Indonesian authorities initially said the wave was not a tsunami, but instead a tidal surge and urged the public not to panic.
Nugroho later apologised, saying because there was no earthquake it had been difficult to ascertain the cause of the incident early on.
"If there is an initial error we're sorry," he wrote on Twitter.
According to Indonesia's geological agency, Anak Krakatoa had been showing signs of heightened activity for days, spewing plumes of ash thousands of metres into the air.
Indonesia is one of the most disaster-prone nations on Earth due to its position straddling the so-called Pacific Ring of Fire, where tectonic plates collide.
Most recently in the city of Palu on Sulawesi island a quake and tsunami in September killed thousands of people.
On December 26, 2004 a tsunami triggered by a magnitude 9.3 undersea earthquake off the Sumatra coast in western Indonesia killed 220,000 people in countries around the Indian Ocean, including 168,000 in Indonesia.
US President Donald Trump was among world leaders to offer messages of support after the "unthinkable devastation" of Saturday's tsunami.
"We are praying for recovery and healing," he tweeted. "America is with you!"
The UN and European Union both pledged to mobilise humanitarian support if requested by Jakarta.
"The United Nations stands ready to support the ongoing government-led rescue and relief efforts," a spokesman for UN Secretary-General Antonio Guterres said in a statement.
The destructive wave left a trail of uprooted trees and debris strewn across beaches. A tangled mess of corrugated steel roofing, timber and rubble was dragged inland at Carita beach, a popular spot for day-trippers on the west coast of Java.
The International Federation of Red Cross and Red Crescent Societies said the "powerful waves" reached a height of 30-90cm (1-3ft).
Asep Perangkat said he was with his family when the wave surged through Carita, carving a swath of destruction, dragging cars and shipping containers.

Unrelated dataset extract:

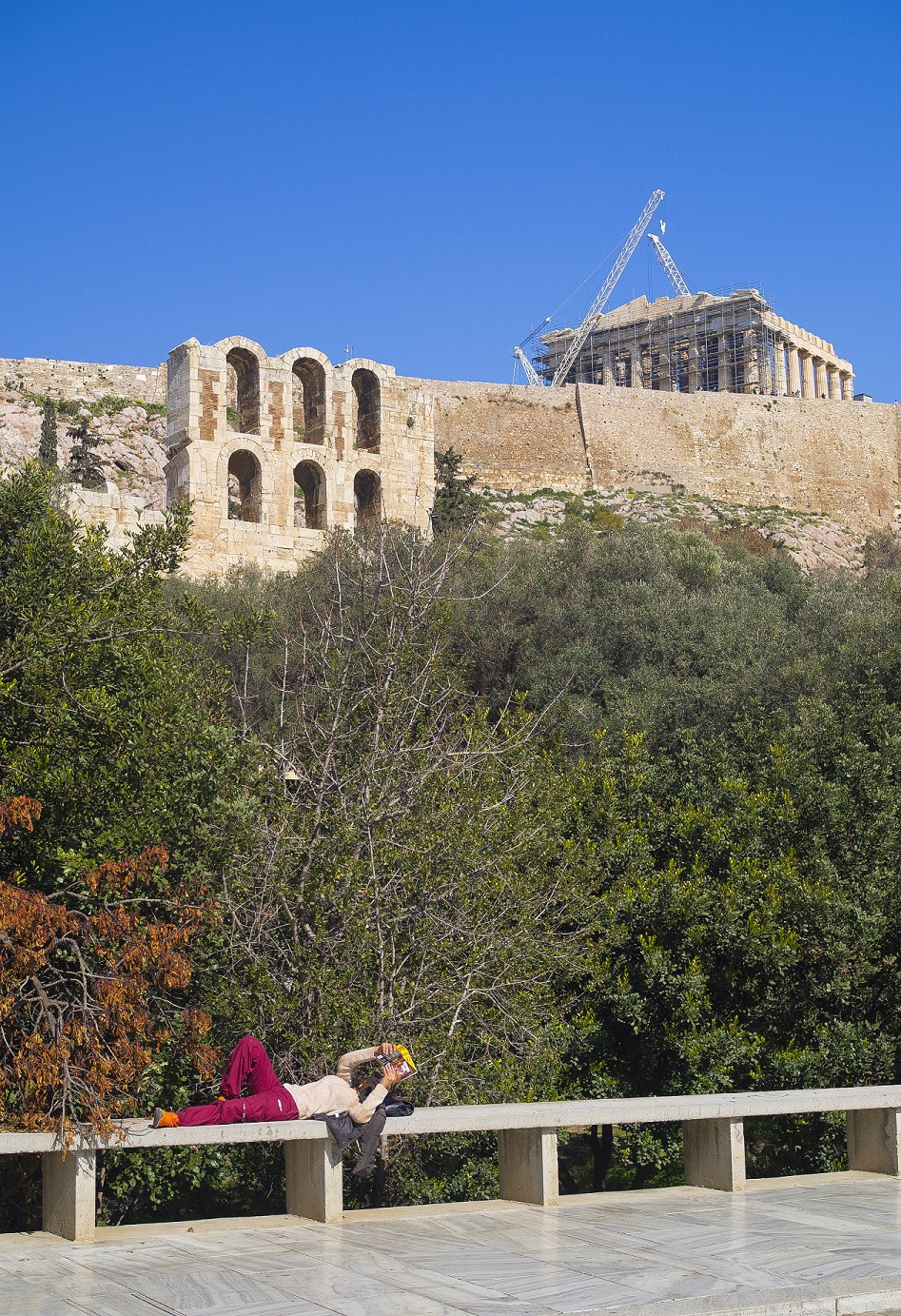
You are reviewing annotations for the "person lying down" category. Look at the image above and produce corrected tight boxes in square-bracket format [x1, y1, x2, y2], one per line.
[152, 1035, 402, 1129]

"Buildings on the edge of the beach were destroyed. Trees and electric poles fell to the ground," he told AFP.
In Lampung province, on the other side of the strait, Lutfi Al Rasyid fled the beach in Kalianda city, fearing for his life.
"I could not start my motorbike so I left it and I ran... I just prayed and ran as far as I could," the 23-year-old said.
Kathy Mueller from the International Federation of Red Cross and Red Crescent Societies said the toll was likely to rise as the conditions on the ground became clearer.
"The situation, and the death toll, will remain fluid over the next days and even weeks."
Aid workers were helping to evacuate the injured and bring in clean water and tarpaulins to provide shelter, she added, saying the group was preparing for the possibility of diseases breaking out in the tsunami zone.
Heavy equipment was being transported to badly hit areas to help search for victims, and evacuation posts and public kitchens were being set up for evacuees, Nugroho added.